Die AFC-Problematik habe ich ausführlich geschildert. Die Schrittweite der Frequenzanzeige ist sicher nicht optimal. Zumindest beim analogen
T101 spreche die Signalstärkeanzeige im genannten Test bei zu niedrigen Spannungen an (voller Ausschlag bei 250µV), so daß die Anzeige zu früh nicht mehr differenziert. Allerdings konnte ich bei meinem Gerät feststellen, daß Ortssender mit dem
TA220 schon mit einem Antennenkabel (ohne Antenne) gut und rauschfrei empfangen werden können. Letztlich eine Frage der individuellen Abstimmung. Und die kann man ja auch ändern.
Etwas ärgerlich ist die Schaltfolge des Lautsprecherwahl-Schalters. Logisch wäre: Aus – A – A+B – B. Realisiert wurde: Aus – A+B – B – A, so daß von ,,aus" zu ,,A" immer durch die gesamte Kulisse geschaltet werden muß. Das ist insofern ärgerlich, weil bei jeder Rastung sofort das Relais anzieht.
(http://mb.abovenet.de/forum2/bildupload/KoertingTA220_02k.JPG)
AM / FM Synthesizer Receiver
Körting TA-220Allgemeines:
Maße: 420 x 106 x 280 mm
Preisempfehlung: DM 1.338 (HiFi-Jahrbuch 10) bzw. DM 1.350 (Audio 12/79)
Empfangsteil
Spannungssynthesizer
3 Wellenbereiche (UKW 87,5-108 MHz, MW 510-1630kHz und LW 145-350kHz)
16 elektronische, nichtflüchtige Stationsspeicher, gemischt belegbar
Digitale Frequenz-/Kanal- und Speicherplatz-Anzeige
Anzeigen für Feldstärke und Ratiomitte mit jeweils fünf LED
75 Ohm Koax-Eingang für die UKW-Antenne
AFC mit Nachstimmung über den gesamten UKW-Frequenzbereich
Stereo-/Mono-Betrieb umschaltbar (UKW)
Muting (UKW)
Eingangsempfindlichkeit, Signal-Rauschspannungsabstand (an 75 Ohm): 26dB: 1µV / 30 dB: 1,4µV (mono) bzw. 46 dB: 20µV (stereo)
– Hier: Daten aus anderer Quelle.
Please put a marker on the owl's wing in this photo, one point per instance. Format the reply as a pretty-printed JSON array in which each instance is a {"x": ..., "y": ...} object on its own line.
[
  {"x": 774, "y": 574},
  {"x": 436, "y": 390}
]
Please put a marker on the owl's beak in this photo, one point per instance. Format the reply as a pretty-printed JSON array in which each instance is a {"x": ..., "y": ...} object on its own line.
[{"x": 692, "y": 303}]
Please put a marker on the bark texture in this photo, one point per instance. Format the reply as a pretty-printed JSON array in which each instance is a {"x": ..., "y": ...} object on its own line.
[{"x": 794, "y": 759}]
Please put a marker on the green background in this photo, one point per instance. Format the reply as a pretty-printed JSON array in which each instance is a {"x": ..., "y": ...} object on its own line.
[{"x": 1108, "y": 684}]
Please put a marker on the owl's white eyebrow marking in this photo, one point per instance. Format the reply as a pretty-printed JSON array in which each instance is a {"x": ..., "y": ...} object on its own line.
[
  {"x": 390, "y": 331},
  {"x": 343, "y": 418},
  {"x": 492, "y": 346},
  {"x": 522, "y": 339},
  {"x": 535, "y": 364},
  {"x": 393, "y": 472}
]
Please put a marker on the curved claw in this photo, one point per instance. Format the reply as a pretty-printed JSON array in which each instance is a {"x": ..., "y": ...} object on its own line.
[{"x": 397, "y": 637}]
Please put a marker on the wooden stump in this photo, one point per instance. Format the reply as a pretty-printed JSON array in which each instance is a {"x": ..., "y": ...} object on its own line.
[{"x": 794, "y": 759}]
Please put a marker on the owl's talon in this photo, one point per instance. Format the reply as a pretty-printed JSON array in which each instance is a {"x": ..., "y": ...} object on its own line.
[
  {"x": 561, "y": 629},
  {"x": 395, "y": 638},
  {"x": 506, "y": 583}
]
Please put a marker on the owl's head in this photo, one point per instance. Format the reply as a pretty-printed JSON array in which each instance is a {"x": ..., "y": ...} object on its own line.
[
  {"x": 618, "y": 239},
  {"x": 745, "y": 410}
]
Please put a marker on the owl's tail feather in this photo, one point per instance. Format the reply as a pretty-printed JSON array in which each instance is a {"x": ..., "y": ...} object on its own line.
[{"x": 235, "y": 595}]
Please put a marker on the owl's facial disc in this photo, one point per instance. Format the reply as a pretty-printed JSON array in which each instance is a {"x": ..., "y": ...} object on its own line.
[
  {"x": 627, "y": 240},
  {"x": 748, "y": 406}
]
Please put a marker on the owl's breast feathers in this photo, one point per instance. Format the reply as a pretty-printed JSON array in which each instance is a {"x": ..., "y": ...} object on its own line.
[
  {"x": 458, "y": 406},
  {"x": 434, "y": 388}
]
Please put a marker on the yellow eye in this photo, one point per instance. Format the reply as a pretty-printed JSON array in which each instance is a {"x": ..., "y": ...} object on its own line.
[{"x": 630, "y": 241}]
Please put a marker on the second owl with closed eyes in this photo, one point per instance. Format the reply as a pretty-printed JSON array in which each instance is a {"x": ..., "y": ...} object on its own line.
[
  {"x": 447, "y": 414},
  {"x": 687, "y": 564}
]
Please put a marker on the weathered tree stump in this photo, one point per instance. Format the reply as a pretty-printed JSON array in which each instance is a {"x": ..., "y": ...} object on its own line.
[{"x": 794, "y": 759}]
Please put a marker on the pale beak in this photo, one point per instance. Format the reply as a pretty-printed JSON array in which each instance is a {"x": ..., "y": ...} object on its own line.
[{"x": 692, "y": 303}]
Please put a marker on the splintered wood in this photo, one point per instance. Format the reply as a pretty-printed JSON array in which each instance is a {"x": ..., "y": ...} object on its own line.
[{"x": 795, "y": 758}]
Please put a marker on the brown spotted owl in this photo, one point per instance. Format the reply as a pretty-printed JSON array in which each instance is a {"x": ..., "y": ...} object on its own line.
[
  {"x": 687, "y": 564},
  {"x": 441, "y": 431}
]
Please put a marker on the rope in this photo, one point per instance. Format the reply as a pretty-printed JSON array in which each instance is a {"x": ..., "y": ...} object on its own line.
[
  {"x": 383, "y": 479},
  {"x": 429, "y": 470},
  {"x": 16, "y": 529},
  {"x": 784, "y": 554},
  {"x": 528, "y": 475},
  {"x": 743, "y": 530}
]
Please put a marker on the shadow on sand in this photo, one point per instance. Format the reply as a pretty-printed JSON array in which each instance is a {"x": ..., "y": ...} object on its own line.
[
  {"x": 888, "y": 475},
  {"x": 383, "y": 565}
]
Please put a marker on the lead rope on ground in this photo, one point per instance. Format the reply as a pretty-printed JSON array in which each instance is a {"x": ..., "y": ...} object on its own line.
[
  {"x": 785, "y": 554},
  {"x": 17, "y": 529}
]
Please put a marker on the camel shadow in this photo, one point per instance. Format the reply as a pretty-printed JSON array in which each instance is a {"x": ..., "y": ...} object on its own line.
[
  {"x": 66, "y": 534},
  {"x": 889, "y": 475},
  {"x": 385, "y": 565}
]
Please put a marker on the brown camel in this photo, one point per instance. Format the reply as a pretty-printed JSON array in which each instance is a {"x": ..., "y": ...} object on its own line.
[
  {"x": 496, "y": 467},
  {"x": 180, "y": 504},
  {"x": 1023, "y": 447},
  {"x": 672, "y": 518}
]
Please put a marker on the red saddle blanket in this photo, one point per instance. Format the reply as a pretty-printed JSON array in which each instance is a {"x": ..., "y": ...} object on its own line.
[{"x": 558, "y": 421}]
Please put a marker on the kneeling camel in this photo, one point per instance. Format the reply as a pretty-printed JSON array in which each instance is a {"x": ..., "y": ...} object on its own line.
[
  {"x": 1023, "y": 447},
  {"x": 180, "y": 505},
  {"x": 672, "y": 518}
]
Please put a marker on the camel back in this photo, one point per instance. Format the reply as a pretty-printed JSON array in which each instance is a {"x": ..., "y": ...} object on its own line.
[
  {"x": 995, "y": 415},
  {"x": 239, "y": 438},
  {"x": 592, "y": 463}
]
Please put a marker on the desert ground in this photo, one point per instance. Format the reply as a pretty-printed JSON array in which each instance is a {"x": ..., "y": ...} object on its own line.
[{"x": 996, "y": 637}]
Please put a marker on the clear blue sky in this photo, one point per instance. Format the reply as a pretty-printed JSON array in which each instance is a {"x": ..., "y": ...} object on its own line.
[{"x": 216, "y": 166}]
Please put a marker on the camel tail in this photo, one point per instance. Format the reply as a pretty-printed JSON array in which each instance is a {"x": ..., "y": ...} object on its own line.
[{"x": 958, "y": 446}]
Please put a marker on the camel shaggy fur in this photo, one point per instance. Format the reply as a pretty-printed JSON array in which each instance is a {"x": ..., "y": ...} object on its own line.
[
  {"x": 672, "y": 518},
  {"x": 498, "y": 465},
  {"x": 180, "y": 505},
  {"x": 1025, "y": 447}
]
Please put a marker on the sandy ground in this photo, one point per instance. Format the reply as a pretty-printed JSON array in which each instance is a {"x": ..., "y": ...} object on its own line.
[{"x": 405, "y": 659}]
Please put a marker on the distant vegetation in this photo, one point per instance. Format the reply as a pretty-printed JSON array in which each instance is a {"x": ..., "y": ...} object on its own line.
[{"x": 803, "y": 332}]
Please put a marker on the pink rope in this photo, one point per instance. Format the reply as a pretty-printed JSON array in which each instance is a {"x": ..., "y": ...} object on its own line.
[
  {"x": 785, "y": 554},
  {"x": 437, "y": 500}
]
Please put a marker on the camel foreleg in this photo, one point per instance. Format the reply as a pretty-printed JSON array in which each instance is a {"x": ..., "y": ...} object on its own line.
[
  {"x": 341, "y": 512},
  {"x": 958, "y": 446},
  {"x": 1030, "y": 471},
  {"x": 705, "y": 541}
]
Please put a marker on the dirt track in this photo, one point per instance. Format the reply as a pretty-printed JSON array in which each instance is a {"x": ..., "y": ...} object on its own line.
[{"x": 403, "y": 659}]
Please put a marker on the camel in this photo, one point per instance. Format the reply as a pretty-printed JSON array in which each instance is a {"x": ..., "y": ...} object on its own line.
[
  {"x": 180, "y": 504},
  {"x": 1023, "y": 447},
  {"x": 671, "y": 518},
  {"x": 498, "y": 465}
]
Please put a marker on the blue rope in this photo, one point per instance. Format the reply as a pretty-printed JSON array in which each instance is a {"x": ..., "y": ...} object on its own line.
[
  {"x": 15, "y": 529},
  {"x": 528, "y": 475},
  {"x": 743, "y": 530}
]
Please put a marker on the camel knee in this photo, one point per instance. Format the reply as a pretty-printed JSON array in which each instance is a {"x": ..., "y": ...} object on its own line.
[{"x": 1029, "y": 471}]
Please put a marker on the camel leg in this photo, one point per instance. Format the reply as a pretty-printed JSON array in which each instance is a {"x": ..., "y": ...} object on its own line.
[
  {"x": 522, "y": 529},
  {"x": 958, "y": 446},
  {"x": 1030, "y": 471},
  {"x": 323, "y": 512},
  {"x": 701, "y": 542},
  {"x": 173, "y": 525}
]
Begrenzereinsatz: 0,8µV (-3dB)
Übertragungsbereich: 40 Hz bis 12,5 kHz (-3dB)
Klirrgrad: 0,15%
Signal-Rauschspannungsabstand (mono/stereo): 65 dB / 60 dB
Übersprechungsdämpfung: 40 dB
Pilottondämpfung: 56 dB
Trennschärfe: 70 dB (+/- 300Hz)
ZF-Dämpfung: 90 dB
Spiegelfrequenzdämpfung: 70 dB
Gleichwellenselektion: 1,5 dB
ZF-Bandbreite: 150 kHz
Verstärkerteil
Eingänge (DIN): Phono MM (2mV / 47kOhm), Tape 1 (200mV / 470kOhm) und Tape 2 (500mV / 100kOhm)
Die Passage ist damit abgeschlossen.